It's nicer to have these indexes properly registered, rather than hidden
in RunSQL operations. Now that Django has had support for unique
functional indexes for a while, let's clean this up.
This has the impact of making rebuilding the database in a Zulip
development environment, or initializing a new production database,
dramatically faster.
This was generated by merging the output of `manage.py makemigrations`
with an empty migration.
Tested using `tools/rebuild-test-database` before and after this
change, and comparing the output of `pg_dump -d zulip_test` using
Git's diff comparison algorithm. Differences in that SQL dump include:
- The actual generated table contents, due to timestamps and the like;
this is expected and unrelated to schema.

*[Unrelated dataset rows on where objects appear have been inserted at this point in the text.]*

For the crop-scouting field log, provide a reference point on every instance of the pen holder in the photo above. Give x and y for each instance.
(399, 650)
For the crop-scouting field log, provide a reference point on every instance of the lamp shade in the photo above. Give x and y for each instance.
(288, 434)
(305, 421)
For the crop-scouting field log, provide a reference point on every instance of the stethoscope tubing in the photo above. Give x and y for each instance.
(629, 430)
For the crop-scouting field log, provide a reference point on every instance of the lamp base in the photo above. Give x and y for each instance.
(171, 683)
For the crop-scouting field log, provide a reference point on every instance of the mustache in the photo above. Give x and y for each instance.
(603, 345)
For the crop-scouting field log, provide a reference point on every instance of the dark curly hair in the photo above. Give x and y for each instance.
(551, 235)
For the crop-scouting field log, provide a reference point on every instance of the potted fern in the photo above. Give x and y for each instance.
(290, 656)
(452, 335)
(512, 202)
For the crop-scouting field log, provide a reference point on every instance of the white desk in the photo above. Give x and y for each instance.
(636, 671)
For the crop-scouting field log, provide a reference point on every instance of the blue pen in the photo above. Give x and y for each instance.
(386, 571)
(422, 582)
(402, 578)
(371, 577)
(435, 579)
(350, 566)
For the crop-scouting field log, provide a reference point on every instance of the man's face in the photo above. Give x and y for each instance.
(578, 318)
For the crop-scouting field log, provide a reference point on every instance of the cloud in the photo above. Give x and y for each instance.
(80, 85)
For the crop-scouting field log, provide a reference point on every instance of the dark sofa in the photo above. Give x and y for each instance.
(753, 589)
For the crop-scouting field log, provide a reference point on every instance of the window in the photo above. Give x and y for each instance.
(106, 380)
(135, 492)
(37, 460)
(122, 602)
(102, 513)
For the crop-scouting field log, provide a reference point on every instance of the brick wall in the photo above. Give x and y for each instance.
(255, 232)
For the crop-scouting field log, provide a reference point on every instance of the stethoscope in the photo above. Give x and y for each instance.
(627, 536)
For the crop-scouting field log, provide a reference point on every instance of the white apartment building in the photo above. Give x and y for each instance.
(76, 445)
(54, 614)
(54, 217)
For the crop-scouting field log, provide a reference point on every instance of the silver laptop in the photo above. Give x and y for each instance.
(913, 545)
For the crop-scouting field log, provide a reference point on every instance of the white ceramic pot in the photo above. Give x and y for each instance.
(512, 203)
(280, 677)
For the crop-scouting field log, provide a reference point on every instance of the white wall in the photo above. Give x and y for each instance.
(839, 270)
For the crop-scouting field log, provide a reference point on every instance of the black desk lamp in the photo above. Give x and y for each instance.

- Orders of fields within tables, which is not significant in SQL.
- IDs assigned to tables in the ContentType table, which is expected
and not a problem with how that Django table is designed.
- Names of generated indexes and constraints; modern Django seems to
abbreviate long names differently for these, and it's not obviously
possible to configure those used by the `db_index` property. If
necessarily, likely this can be converged via a migration filled
with `IF EXISTS` rename operations like the one done in
zerver/migrations/0246_message_date_sent_finalize_part2.py.
- Names of the ~3 sequences related to renamed tables:
usertopic/mutedtopic, botconfigdata/botuserconfigdata,
realmdomain/realmalias. Probably there's no action required here,
but we could do rename operations if desired.